Sunshine State Insurance Co. v. Jones, 77 So.3d 254 (Fla. App. 2012) presented a more challenging scenario. In Jones, four teenagers were driving when the teen in the passenger seat grabbed the steering wheel to “get a rise out of” the driver. When the driver attempted to swat the passenger’s hands away, she lost control of the car, which veered off the road and crashed. Both the passenger’s homeowner’s insurer and auto insurer disclaimed coverage.
The homeowner insurer argued the passenger’s conduct constituted the “use of an automobile.” The auto insurer disagreed and argued that the passenger’s horseplay was not the use of a vehicle. The court determined that the passenger’s grabbing of the steering wheel did not constitute a “use of the vehicle” because he did not attempt to “employ the car in a manner intended … or to exert control over the operation of the car.”
Auto use exclusions are not necessarily limited to vehicles in operation. Two other cases recently analyzed the “use” of parked vehicles under auto use exclusions in homeowner’s policies.
In State Farm Mut. Auto. Ins. Co. v. Va. Farm Bureau Mut. Ins. Co., 462 Fed. Appx. 414 (4th Cir. 2012), a van had been parked at a construction site for a month when it caught fire. The Fourth Circuit Court of Appeals held that the term “use of a vehicle” required employment of the van as a vehicle.
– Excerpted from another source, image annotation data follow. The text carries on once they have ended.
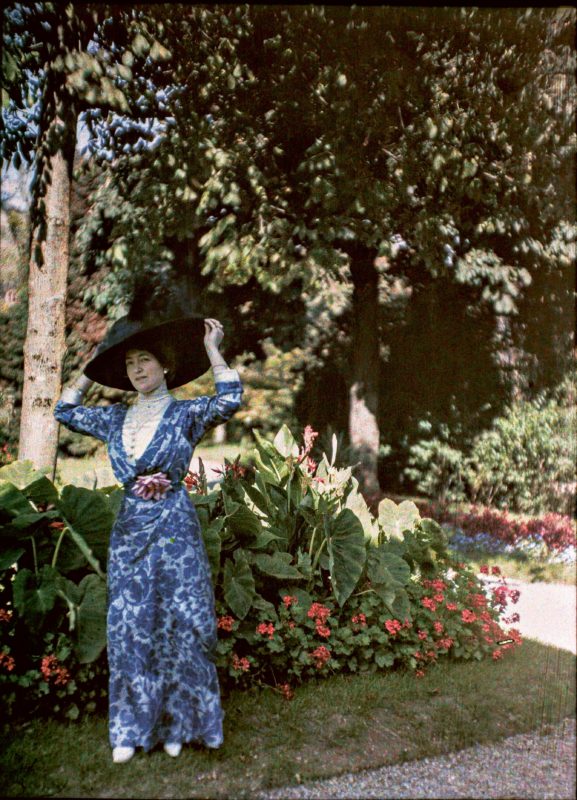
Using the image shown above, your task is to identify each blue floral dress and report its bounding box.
[54,381,242,750]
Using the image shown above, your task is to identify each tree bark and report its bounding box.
[18,128,75,476]
[349,245,380,495]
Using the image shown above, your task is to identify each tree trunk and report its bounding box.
[18,128,75,476]
[349,246,380,495]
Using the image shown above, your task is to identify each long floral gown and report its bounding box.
[54,381,242,750]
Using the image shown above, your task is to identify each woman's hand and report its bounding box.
[204,319,224,353]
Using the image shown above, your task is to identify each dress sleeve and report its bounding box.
[54,400,114,442]
[188,369,243,442]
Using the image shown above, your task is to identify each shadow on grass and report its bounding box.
[0,641,576,798]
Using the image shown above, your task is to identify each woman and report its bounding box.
[54,317,242,763]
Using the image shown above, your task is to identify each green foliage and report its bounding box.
[466,381,577,514]
[0,461,120,664]
[405,378,577,514]
[404,420,465,502]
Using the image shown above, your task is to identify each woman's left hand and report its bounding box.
[204,318,224,350]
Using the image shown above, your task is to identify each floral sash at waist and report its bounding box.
[125,472,182,500]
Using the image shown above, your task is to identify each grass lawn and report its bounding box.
[56,444,250,489]
[0,641,576,798]
[452,550,577,586]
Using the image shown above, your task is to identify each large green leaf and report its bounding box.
[379,498,421,539]
[252,592,278,620]
[224,494,262,541]
[24,475,58,505]
[0,482,36,520]
[58,486,114,579]
[367,547,411,587]
[223,550,255,619]
[74,575,106,664]
[345,488,379,544]
[325,508,366,606]
[12,564,60,631]
[251,552,304,580]
[0,546,26,570]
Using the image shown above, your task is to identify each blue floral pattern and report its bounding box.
[54,381,242,750]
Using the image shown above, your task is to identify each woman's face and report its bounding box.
[126,350,164,394]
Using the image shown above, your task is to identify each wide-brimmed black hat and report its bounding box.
[84,314,210,391]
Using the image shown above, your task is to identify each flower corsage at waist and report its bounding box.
[132,472,172,500]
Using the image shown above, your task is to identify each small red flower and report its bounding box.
[232,653,250,672]
[256,622,274,639]
[0,653,16,672]
[310,644,331,669]
[307,603,331,623]
[385,619,403,636]
[316,620,331,638]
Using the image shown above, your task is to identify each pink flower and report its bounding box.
[256,622,274,639]
[133,472,171,500]
[307,603,331,623]
[232,653,250,672]
[310,644,331,669]
[0,653,16,672]
[299,425,318,462]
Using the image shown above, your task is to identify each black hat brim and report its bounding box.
[84,317,210,392]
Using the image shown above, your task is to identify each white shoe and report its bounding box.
[112,747,134,764]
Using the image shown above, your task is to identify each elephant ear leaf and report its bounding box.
[12,564,60,632]
[223,550,255,619]
[379,498,421,539]
[74,575,106,664]
[325,508,366,606]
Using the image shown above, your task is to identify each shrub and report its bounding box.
[0,426,520,719]
[466,384,576,514]
[421,504,577,563]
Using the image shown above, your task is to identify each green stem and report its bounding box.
[51,528,66,567]
[30,536,38,577]
[311,539,327,574]
[309,525,318,560]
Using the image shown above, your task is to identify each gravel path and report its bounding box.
[257,719,575,800]
[256,576,576,800]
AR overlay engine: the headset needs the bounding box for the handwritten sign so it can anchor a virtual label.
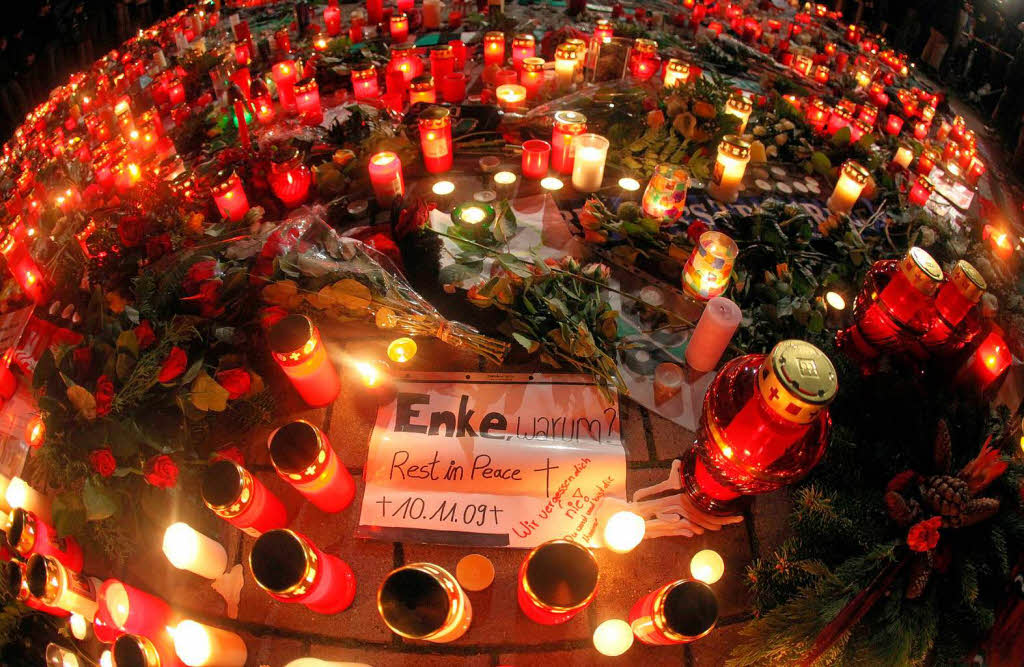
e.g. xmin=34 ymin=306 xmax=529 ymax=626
xmin=356 ymin=373 xmax=626 ymax=548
Because the van was not functioning as a vehicle when the fire occurred, the loss was not caused by the “use of a vehicle.”
However, in New London County Mut. Ins. Co. v. Nantes, 36 A.3d 224 (Conn. 2012), the Connecticut Supreme Court found a vehicle to be in use despite the fact that it was parked and had no occupants. In Nantes, a woman parked her running car in the garage overnight with the garage door closed. The carbon monoxide filled the house and poisoned her sleeping guests. The court determined the injuries were caused by the “use of a motor vehicle,” noting that “use of a vehicle,” according to natural and ordinary usage, is not limited to operation of the vehicle but includes the vehicle being parked.
Auto use exclusions do not lend themselves to bright-line tests based on vehicle location, operation, or movement, but rather are best applied using common sense.